Paolo,
Drill currently reads single JSON objects as single records. If you look at
the top of your file you can see that the root of your document is a single
JSON object.
Drill accepts two formats for individual records:
The Mongo import format, a series of JSON object one after the other in a
file, whitespace is irrelevant, each one need not be followed by a newline
{"a" : 1, "b" : "hello" }
{"a": 5 : "b" : "guten tag" }
A JSON array of objects
[
{"a" : 1, "b" : "hello" },
{"a" : 2, "b", "guten tag"}
]
When you have a file like this you can read it using the FLATTEN
functionality of Drill to turn an array into a series of records.
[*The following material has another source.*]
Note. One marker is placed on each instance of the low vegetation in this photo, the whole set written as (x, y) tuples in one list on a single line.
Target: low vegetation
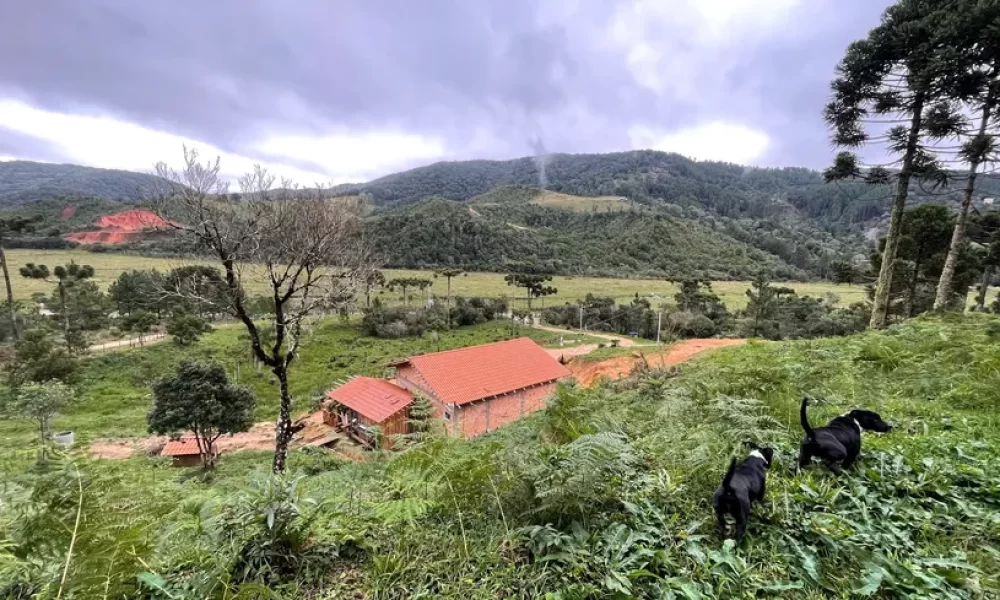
[(604, 494)]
https://drill.apache.org/docs/flatten/
select flatten(rides) as flat_rides from dfs.tmp.`rideDB.json`;
To work with the data further, you can put the flatten call in a subquery.
Here is how you can select the first element from each records list of
INTERVALS and select one of the nested fields inside of METRICS once the
data has been flattened.
To analyze the array, you could flatten again to get an exploded dataset
with one record per interval across all records
select t.flat_rides.INTERVALS[0], t.flat_rides.METRICS.skiba_wprime_low
from (select flatten(rides) as flat_rides from dfs.tmp.`rideDB.json`) as t;
Here you can see that individual columns can be selected next to the
flatten call, this will copy the data into each new record:
select flatten(t.flat_rides.INTERVALS) as flat_intervals,
t.flat_rides.METRICS.skiba_wprime_low from (select flatten(rides) as
flat_rides from dfs.tmp.`rideDB.json`) as t;
Happy Drilling!
On Sun, Jan 10, 2016 at 4:23 AM, Paolo Spanevello <[email protected]>
wrote:
> Hi all,
>
> i'm trying to query the file that you can find in attach with drill apache
> 1.4 . The result of this qurey is always 1 record.
>
> The query that i'm running is :
>
> SELECT t.rides.INTERVALS.METRICS FROM rideDB.json t
>
> If i run the similar query with the file donuts.json found on
> https://drill.apache.org/docs/sample-data-donuts/ the query runs properly.
>
> SELECT t.topping FROM donuts.json t
>
> Thanks in advance.
>
> Paolo
>